ECLI:NL:RBUTR:2008:BC2434
Rechtbank Utrecht
- Eerste aanleg - enkelvoudig
- Rechtspraak.nl
Vordering tot vaststelling van een geldleningsovereenkomst tussen ouders en dochter
In deze zaak vorderden de ouders van een dochter de vaststelling van een geldleningsovereenkomst, waarbij zij stelden dat hun dochter een bedrag van € 15.553,00 van hen had geleend. De rechtbank Utrecht heeft op 23 januari 2008 uitspraak gedaan in deze kwestie. De procedure begon met een tussenvonnis op 6 juni 2007, waarin de ouders werden opgedragen te bewijzen dat er een geldleningsovereenkomst bestond. Tijdens de rechtszittingen zijn verschillende getuigen gehoord, waaronder de dochter en een derde partij, [betrokkene]. De ouders stelden dat het geleende bedrag was gebruikt voor het aflossen van schulden van de dochter en voor haar levensonderhoud.
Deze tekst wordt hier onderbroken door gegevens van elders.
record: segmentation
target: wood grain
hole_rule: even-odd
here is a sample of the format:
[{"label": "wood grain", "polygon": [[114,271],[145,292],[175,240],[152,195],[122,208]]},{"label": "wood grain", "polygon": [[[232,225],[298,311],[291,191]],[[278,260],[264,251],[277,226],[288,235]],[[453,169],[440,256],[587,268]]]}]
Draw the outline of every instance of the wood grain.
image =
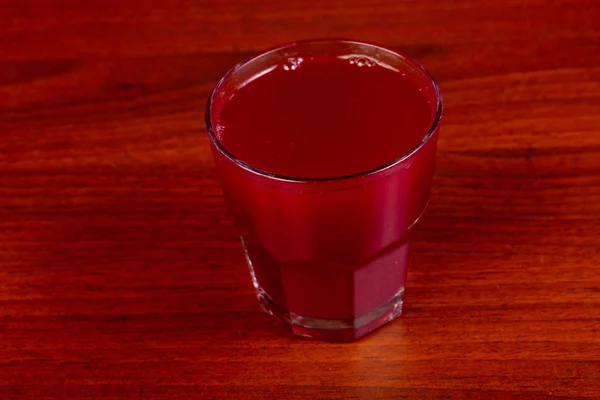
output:
[{"label": "wood grain", "polygon": [[[600,2],[4,0],[0,399],[600,398]],[[445,100],[404,316],[259,310],[202,107],[234,63],[379,42]]]}]

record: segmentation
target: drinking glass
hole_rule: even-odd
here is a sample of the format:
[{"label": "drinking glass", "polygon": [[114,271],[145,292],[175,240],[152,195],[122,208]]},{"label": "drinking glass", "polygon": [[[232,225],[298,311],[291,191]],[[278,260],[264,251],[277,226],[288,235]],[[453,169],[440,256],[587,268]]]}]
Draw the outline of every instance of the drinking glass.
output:
[{"label": "drinking glass", "polygon": [[[349,54],[407,74],[427,97],[429,130],[412,150],[369,171],[307,180],[257,169],[223,145],[212,116],[248,79],[289,57]],[[349,341],[401,314],[411,233],[428,203],[441,114],[438,87],[421,65],[354,41],[284,45],[238,64],[216,85],[205,118],[227,207],[259,303],[293,333]]]}]

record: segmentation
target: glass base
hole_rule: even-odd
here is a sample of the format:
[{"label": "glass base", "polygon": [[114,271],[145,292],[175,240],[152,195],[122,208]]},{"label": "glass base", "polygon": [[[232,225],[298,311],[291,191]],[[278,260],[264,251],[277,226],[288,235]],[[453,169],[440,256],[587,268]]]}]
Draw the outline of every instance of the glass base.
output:
[{"label": "glass base", "polygon": [[278,307],[257,285],[258,301],[268,314],[277,317],[295,335],[322,340],[353,341],[379,328],[402,314],[404,289],[387,303],[354,319],[310,318]]}]

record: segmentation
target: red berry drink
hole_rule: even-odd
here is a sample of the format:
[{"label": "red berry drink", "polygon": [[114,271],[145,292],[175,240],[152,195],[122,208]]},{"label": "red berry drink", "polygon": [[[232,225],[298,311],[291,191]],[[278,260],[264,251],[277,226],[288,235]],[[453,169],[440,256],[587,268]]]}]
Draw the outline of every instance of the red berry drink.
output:
[{"label": "red berry drink", "polygon": [[225,198],[261,304],[293,332],[353,340],[400,315],[440,115],[421,66],[357,42],[287,45],[217,85]]}]

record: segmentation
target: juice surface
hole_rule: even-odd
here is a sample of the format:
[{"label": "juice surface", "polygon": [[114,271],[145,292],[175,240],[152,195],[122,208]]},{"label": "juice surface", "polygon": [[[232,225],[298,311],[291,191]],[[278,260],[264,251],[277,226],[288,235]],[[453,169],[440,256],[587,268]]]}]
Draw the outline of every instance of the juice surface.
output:
[{"label": "juice surface", "polygon": [[297,57],[246,81],[213,120],[224,147],[255,168],[333,178],[409,152],[431,107],[406,73],[368,58]]}]

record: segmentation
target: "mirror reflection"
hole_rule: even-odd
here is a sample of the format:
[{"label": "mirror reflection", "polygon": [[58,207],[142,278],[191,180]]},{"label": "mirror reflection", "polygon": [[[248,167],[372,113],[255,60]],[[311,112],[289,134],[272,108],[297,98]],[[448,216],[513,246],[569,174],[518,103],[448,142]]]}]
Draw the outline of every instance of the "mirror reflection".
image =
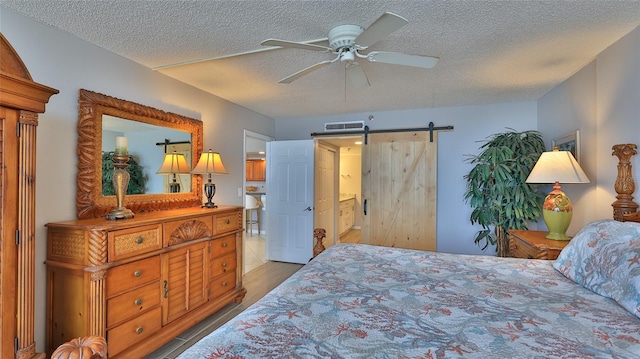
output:
[{"label": "mirror reflection", "polygon": [[[191,192],[191,133],[154,126],[104,114],[102,116],[102,195],[114,195],[111,184],[113,165],[111,156],[116,137],[128,139],[129,174],[127,195]],[[187,170],[167,169],[165,157],[179,155],[186,161]],[[160,171],[163,167],[163,171]],[[158,173],[161,172],[161,173]],[[187,173],[185,173],[187,172]],[[177,186],[176,186],[177,184]]]}]

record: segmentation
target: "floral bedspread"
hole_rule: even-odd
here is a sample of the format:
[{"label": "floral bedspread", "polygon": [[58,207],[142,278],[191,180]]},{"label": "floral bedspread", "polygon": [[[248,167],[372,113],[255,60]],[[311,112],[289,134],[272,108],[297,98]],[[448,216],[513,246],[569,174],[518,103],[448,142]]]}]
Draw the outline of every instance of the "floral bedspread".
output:
[{"label": "floral bedspread", "polygon": [[640,319],[552,264],[335,245],[179,358],[640,358]]}]

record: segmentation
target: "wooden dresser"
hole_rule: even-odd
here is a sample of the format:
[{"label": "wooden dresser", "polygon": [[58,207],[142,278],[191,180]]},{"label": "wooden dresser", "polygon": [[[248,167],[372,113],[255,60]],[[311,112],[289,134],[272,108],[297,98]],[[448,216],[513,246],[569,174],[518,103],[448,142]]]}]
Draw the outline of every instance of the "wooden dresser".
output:
[{"label": "wooden dresser", "polygon": [[529,259],[556,259],[569,241],[547,239],[546,231],[509,231],[509,256]]},{"label": "wooden dresser", "polygon": [[49,223],[47,349],[105,337],[141,358],[231,302],[242,287],[242,207]]}]

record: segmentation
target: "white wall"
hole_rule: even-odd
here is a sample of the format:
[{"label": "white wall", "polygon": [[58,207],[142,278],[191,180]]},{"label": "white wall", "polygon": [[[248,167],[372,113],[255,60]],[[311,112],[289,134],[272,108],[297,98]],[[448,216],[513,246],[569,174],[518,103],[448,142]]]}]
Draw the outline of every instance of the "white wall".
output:
[{"label": "white wall", "polygon": [[[591,184],[562,185],[573,203],[569,235],[574,235],[585,223],[596,218],[596,206],[589,205],[595,201],[597,168],[595,70],[594,63],[587,65],[538,101],[538,129],[544,135],[547,150],[552,149],[553,138],[580,130],[580,166]],[[544,222],[541,221],[538,228],[546,228]]]},{"label": "white wall", "polygon": [[[598,218],[611,218],[618,159],[611,146],[640,145],[640,27],[596,58],[596,128]],[[632,159],[636,203],[640,202],[640,156]]]},{"label": "white wall", "polygon": [[[373,121],[367,118],[373,115]],[[276,139],[309,139],[313,132],[322,132],[325,122],[366,121],[370,129],[427,127],[453,125],[451,132],[438,134],[438,220],[437,250],[439,252],[491,254],[494,248],[482,252],[474,243],[480,226],[471,225],[471,208],[464,202],[464,175],[471,170],[468,154],[478,154],[481,141],[503,132],[507,127],[517,131],[537,128],[535,102],[414,109],[343,116],[309,117],[276,121]]]},{"label": "white wall", "polygon": [[244,129],[275,137],[274,120],[154,72],[67,33],[0,7],[0,31],[34,81],[60,90],[40,115],[36,184],[36,344],[44,351],[48,222],[74,219],[78,90],[81,88],[202,120],[204,149],[220,152],[227,176],[215,202],[242,204]]},{"label": "white wall", "polygon": [[[593,220],[612,218],[618,158],[611,147],[640,144],[640,28],[543,96],[538,101],[538,126],[549,148],[552,138],[580,130],[580,164],[591,184],[563,185],[574,204],[568,233],[575,234]],[[639,156],[631,164],[638,189]]]}]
De dochter betwistte echter dat zij ooit een lening had ontvangen of dat zij zich had verplicht tot terugbetaling.
De rechtbank overwoog dat voor een geldleningsovereenkomst vereist is dat er een duidelijke afspraak is gemaakt over de terugbetaling van het geleende bedrag. De rechtbank concludeerde dat er onvoldoende bewijs was geleverd om aan te tonen dat er een dergelijke overeenkomst was gesloten. De verklaringen van de getuigen gaven geen steun aan de stelling van de ouders dat de dochter het geld had ontvangen met de verplichting het terug te betalen. De rechtbank wees de vorderingen van de ouders af en veroordeelde hen in de proceskosten van de dochter, die op dat moment waren begroot op € 1.887,00.
De uitspraak benadrukt het belang van duidelijke afspraken en bewijsvoering bij het aangaan van geldleningsovereenkomsten, vooral binnen familiale relaties. De ouders werden als in het ongelijk gestelde partij veroordeeld tot betaling van de proceskosten, wat de gevolgen van hun niet-onderbouwde vordering onderstreept.